Mit der Verordnung sollen u.a. Qualzuchten und die Präsentation solch fehlgezüchteter Vierbeiner in Tiershows vermieden werden. Ein Vorstoß, der lobenswert ist. Der Clou ist aber der "Gassi-Zwang": "Einem Hund soll mindestens zweimal täglich für insgesamt mindestens eine Stunde Auslauf im Freien gewährt werden". Für die meisten Hundehalter ist das eine Selbstverständlichkeit, die nicht durch Julia Klöckner vorgegeben werden muss.
Herdenschutzhunde, die Weidetiere vor dem Wolf schützen sollen, werden hingegen - sofern vorhanden - ihrer Schutzhütten "beraubt". Denn diese sind nicht mehr erforderlich, wenn anderer ausreichender Schutz "vor widrigen Witterungseinflüssen zur Verfügung steht".
Diese Vorstöße der Landwirtschaftsministerin sind umso erstaunlicher, da die narkosefreie Eberferkelkastration, die bereits 2018 abgeschafft werden sollte, auf Betreiben der Bundestagsmehrheit von CDU, CSU und SPD bis Ende dieses Jahres weiter erlaubt ist. Viele Jahre hatte es gedauert, bis das - betäubungsfreie - Schnabelkürzen gegen das Federpicken bei Hühnern Anfang 2017 verboten wurde. "Amputationen, mit denen Nutztiere an die ihren Bedürfnissen nicht entsprechenden Haltungssysteme zurechtgestutzt" werden, wie es die Arbeitsgemeinschaft für artgerechte Nutztierhaltung auf den Punkt bringt.

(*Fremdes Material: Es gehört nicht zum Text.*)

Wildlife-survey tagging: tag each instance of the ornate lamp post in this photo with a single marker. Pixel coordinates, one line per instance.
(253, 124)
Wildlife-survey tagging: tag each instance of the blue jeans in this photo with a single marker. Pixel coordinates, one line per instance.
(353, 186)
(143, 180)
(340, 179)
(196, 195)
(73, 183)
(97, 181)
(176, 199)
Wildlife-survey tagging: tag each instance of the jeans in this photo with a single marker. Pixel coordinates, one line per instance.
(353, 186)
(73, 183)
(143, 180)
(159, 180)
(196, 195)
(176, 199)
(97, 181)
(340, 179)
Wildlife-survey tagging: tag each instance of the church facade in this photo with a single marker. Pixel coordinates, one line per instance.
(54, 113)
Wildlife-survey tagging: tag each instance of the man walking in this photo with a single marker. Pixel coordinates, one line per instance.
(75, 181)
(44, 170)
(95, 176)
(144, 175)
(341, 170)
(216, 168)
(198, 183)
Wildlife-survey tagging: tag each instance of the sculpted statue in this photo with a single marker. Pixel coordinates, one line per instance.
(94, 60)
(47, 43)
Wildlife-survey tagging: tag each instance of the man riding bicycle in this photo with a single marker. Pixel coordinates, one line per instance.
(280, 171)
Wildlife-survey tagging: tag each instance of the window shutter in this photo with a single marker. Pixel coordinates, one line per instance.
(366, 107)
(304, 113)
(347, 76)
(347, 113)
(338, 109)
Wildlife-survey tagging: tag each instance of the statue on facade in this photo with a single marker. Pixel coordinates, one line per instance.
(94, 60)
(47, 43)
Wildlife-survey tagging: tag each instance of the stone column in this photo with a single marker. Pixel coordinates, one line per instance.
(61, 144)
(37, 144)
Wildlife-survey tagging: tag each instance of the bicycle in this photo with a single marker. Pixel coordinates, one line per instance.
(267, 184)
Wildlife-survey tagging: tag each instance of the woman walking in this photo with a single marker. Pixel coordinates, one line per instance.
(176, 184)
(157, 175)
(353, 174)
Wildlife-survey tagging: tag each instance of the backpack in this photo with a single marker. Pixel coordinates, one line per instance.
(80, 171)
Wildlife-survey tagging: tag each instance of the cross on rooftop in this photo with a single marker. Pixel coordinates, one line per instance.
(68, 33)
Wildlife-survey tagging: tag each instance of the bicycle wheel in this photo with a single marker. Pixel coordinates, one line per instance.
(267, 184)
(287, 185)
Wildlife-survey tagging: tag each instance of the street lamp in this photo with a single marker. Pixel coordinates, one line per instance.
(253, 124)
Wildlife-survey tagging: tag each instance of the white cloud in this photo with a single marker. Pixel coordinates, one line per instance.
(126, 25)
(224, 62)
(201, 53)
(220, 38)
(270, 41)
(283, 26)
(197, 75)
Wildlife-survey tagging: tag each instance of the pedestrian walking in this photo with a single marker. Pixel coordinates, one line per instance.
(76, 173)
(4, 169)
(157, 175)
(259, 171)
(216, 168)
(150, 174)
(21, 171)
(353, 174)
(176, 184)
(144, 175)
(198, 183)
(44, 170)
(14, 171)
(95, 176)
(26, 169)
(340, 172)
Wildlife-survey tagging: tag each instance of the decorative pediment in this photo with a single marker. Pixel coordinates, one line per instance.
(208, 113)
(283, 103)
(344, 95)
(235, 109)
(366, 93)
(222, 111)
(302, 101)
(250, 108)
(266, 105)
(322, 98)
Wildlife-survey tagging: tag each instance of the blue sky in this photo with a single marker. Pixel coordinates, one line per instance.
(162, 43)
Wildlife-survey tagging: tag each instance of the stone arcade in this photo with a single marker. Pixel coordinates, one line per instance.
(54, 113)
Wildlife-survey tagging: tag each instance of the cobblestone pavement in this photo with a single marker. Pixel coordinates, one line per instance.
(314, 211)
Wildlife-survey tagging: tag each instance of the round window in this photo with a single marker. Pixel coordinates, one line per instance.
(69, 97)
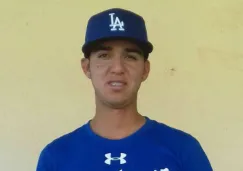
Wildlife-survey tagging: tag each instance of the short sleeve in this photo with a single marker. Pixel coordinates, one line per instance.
(45, 161)
(195, 158)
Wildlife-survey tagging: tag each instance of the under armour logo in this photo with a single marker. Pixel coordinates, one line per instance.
(166, 169)
(115, 22)
(109, 158)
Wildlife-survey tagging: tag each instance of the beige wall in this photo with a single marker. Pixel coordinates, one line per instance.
(196, 81)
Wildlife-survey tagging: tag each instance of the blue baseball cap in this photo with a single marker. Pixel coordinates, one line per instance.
(116, 23)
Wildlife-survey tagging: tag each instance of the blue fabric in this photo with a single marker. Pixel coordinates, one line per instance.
(154, 147)
(117, 23)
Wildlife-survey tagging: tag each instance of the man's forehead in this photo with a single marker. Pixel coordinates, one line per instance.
(116, 44)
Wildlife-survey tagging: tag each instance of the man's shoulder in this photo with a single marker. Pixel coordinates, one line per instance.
(68, 140)
(171, 136)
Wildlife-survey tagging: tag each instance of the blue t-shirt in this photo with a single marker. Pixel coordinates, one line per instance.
(154, 147)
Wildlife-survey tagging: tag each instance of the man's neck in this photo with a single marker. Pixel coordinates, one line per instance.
(116, 123)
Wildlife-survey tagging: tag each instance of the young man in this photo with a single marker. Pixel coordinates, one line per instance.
(118, 137)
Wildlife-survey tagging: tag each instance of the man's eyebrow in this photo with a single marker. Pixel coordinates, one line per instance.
(101, 47)
(135, 50)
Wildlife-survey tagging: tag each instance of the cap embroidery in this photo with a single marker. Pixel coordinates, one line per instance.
(116, 23)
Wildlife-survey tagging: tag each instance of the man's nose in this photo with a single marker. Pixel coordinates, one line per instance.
(117, 65)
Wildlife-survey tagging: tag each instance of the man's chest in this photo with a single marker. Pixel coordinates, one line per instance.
(146, 159)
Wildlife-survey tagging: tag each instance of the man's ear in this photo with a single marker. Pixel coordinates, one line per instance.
(146, 70)
(85, 63)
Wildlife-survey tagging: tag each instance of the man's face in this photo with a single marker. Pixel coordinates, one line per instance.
(116, 69)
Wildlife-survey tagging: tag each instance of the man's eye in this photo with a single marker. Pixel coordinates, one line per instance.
(103, 55)
(131, 57)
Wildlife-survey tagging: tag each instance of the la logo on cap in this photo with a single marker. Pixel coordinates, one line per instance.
(116, 23)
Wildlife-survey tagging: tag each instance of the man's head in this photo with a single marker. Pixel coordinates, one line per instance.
(116, 52)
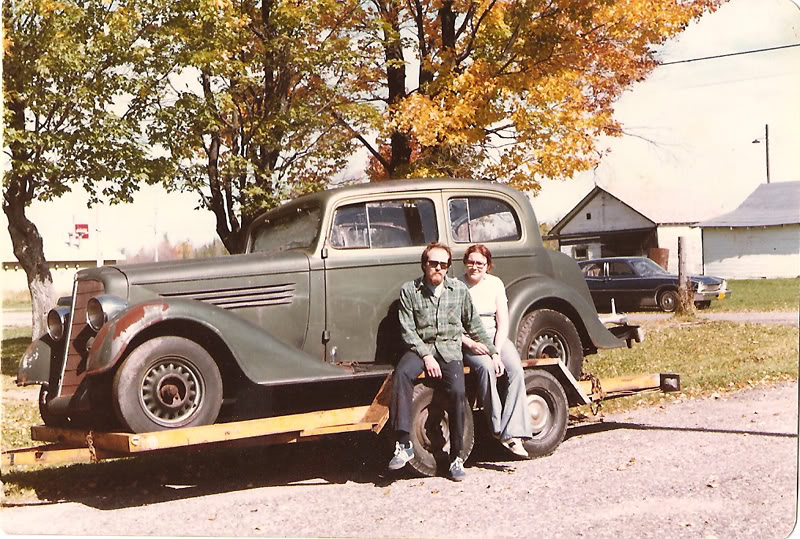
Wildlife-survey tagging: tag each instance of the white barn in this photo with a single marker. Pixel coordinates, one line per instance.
(604, 224)
(760, 238)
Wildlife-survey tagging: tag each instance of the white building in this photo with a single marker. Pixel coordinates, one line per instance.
(760, 238)
(643, 223)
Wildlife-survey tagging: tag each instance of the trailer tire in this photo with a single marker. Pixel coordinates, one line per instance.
(430, 432)
(549, 411)
(548, 333)
(165, 383)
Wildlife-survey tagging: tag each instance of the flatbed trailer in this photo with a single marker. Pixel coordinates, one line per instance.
(74, 445)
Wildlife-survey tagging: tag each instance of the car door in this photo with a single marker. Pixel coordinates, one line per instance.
(373, 247)
(622, 283)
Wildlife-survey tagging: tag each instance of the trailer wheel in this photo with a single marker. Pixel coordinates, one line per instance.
(549, 412)
(547, 333)
(668, 300)
(430, 431)
(166, 383)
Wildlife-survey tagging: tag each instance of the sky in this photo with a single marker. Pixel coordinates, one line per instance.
(698, 118)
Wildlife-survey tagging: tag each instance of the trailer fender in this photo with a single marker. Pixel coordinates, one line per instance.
(250, 349)
(34, 366)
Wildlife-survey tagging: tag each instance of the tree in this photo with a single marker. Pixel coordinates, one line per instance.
(511, 90)
(67, 66)
(256, 122)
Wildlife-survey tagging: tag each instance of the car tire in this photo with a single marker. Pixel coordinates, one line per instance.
(549, 411)
(548, 333)
(165, 383)
(668, 300)
(430, 432)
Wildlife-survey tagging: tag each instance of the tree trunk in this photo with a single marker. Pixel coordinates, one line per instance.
(28, 248)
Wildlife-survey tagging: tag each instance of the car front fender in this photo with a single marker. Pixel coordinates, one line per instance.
(35, 364)
(262, 358)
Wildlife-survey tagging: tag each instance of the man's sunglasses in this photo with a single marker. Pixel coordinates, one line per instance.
(437, 263)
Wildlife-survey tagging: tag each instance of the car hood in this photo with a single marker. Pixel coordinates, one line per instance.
(175, 271)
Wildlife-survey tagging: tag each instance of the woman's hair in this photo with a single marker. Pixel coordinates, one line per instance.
(482, 249)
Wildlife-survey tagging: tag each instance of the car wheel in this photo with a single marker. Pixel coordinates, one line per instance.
(166, 383)
(549, 412)
(668, 300)
(547, 333)
(49, 419)
(430, 431)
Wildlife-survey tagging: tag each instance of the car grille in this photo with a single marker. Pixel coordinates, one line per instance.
(73, 370)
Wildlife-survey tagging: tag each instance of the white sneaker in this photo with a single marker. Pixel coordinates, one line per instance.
(515, 446)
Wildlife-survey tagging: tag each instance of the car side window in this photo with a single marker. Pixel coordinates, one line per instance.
(619, 269)
(476, 219)
(391, 223)
(594, 269)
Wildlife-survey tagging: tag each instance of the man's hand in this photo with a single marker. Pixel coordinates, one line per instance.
(499, 368)
(432, 367)
(478, 348)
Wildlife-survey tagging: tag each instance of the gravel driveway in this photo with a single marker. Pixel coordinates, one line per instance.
(716, 467)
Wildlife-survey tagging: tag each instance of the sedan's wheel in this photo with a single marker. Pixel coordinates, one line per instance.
(548, 409)
(167, 382)
(550, 334)
(668, 301)
(430, 431)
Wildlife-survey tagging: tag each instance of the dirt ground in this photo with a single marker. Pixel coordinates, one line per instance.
(716, 467)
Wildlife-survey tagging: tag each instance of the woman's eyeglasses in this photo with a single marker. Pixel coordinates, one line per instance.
(437, 264)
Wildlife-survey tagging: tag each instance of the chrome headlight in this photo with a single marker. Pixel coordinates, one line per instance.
(700, 286)
(101, 309)
(57, 320)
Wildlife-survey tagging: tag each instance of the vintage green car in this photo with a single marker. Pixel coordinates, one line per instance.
(305, 317)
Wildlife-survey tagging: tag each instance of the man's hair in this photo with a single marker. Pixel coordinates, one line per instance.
(435, 245)
(482, 249)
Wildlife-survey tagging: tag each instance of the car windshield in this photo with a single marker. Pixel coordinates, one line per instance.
(646, 267)
(295, 228)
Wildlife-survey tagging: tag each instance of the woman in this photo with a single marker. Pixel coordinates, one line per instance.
(508, 416)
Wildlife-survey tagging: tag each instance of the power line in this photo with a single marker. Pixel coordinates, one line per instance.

Mehr Tierwohl der Nutztiere
Immerhin: Aktuell kam die Mitteilung, dass sich die Landwirtschaftsministerin nun auch endlich für mehr Tierwohl der Nutztiere, u.a. durch größere Ställe und mehr Auslauf, einsetzt. Dafür sollen im Konjunkturprogramm der Bundesregierung 300 Millionen Euro zur Verfügung stehen, die in 2020 und 2021 in Tierwohlställe investiert werden können. Zudem soll das Baurecht geändert werden, damit Stallumbauten, mit denen für mehr Platz und bessere Bedingungen gesorgt wird, für die Landwirte zukünftig ohne großen (bürokratischen) Aufwand umsetzbar sind. Kriterien für die Haltung von Schweinen wurden bereits erarbeitet, weitere Nutztierarten sollen, die Arbeitsgruppen für die Tierwohlkriterien bei Rind und Geflügel tagen.

In der neuen "Tierschutz-Hundeverordnung" sorgt derweil der auferlegte "Gassi-Zwang" nicht nur bei Hundehaltern für Kopfschütteln. Zu Unrecht, wie Ministeriumssprecher Mathias Paul meint.
Den Passus, dass Hunde ausreichend Auslauf brauchen, habe es bereits zuvor gegeben, dieser sei nur konkretisiert worden. Die neuen Regelungen beträfen vor allem die gewerbliche Hundehaltung. Mit dem Passus zur Herdenschutzhunde-Haltung reagiere man auf das aktuelle Geschehen mit der Wiederansiedlung des Wolfes. Die Überarbeitung der Verordnung, die über ein Jahr gedauert habe, sei eine Forderung der Länder gewesen, die diese Vorgaben auch umsetzen müssen, inklusive Kontrollen und dem Verhängen von Bußgeldern. Die Behörden sollten durch die Verordnung mehr Rechtssicherheit und eine bessere Handhabe erhalten.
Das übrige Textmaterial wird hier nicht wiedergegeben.